The US dollar fell initially during the session on Thursday against the Canadian dollar, but the OPEC announcement came out today that the production cuts have been extended by 9 months. While this is something that the market had anticipated, I think that now the downtrend line that I have drawn on the hourly chart becomes much more important as this could have been a “sell on the news” type of event in the oil markets. A break above the 1.35 level probably send this market much higher, perhaps reaching towards the 1.36 handle. Alternately, if we get some type of exhaustive candle in that area, the market should continue to sell off.
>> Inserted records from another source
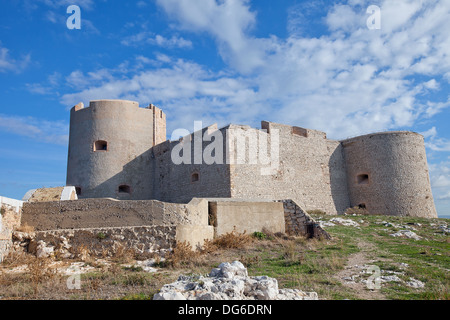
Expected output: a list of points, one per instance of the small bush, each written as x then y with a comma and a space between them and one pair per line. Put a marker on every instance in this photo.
233, 240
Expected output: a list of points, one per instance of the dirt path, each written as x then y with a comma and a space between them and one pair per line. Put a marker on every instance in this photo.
350, 277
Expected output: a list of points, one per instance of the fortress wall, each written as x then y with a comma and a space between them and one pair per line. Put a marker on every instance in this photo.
99, 213
10, 217
303, 172
388, 173
248, 217
101, 242
127, 130
182, 182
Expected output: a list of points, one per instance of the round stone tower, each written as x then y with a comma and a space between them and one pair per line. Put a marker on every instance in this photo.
387, 174
109, 149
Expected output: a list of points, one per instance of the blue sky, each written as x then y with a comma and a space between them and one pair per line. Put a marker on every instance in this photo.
313, 64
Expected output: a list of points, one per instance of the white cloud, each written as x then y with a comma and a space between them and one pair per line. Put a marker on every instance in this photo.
146, 37
55, 132
345, 84
435, 143
9, 64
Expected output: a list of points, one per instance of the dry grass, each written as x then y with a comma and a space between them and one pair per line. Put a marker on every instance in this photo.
232, 240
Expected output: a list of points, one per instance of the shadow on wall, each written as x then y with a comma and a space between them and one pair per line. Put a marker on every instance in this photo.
338, 180
153, 176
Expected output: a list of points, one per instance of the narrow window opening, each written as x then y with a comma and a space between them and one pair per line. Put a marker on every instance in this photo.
362, 179
124, 189
100, 145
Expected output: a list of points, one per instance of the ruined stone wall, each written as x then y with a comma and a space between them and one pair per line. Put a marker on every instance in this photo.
10, 219
140, 240
124, 134
246, 217
98, 213
311, 170
192, 178
388, 174
300, 223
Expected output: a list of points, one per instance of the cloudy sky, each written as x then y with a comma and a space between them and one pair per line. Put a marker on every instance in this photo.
330, 66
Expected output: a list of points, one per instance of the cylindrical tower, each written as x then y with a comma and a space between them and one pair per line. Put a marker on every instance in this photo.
109, 149
388, 174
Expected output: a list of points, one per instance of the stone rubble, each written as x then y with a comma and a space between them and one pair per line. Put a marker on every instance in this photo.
230, 281
385, 277
406, 234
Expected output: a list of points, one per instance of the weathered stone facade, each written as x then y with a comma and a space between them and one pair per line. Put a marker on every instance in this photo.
9, 220
386, 173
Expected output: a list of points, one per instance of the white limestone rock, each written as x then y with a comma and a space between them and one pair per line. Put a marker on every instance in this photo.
230, 281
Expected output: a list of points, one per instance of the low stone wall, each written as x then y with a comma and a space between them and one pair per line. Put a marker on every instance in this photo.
99, 213
105, 241
299, 222
10, 216
241, 216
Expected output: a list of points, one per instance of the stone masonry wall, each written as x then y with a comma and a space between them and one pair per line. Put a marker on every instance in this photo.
311, 170
96, 213
10, 217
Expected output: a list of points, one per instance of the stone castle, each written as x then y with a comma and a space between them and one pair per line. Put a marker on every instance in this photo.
128, 186
119, 150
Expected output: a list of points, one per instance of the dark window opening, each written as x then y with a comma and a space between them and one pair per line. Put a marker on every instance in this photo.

It will be interesting to see what happens next, but I think the next couple of sessions will be vital when it comes to the future of this currency pair.
Oil
Oil markets will be vital, because the production cuts are directly in line with what the market anticipated. They were not any more aggressive than originally thought, so I think that longer-term traders are going to look at this as a potential buying opportunity. However, I need to see a little bit of follow-through from the rally during the day to get involved. Longer-term, we have been in an uptrend, although the last several weeks have been a bit tough. For myself, I will probably stay out of this currency pair for at least 24 hours, if not 48. The moving averages are still negative, but I still think there is serious potential for the Canadian dollar to soften over the longer term. The 1.36 level above was important on longer-term charts, so I suspect that the longer-term traders may be waiting as well. Let the dust settle before putting money to work.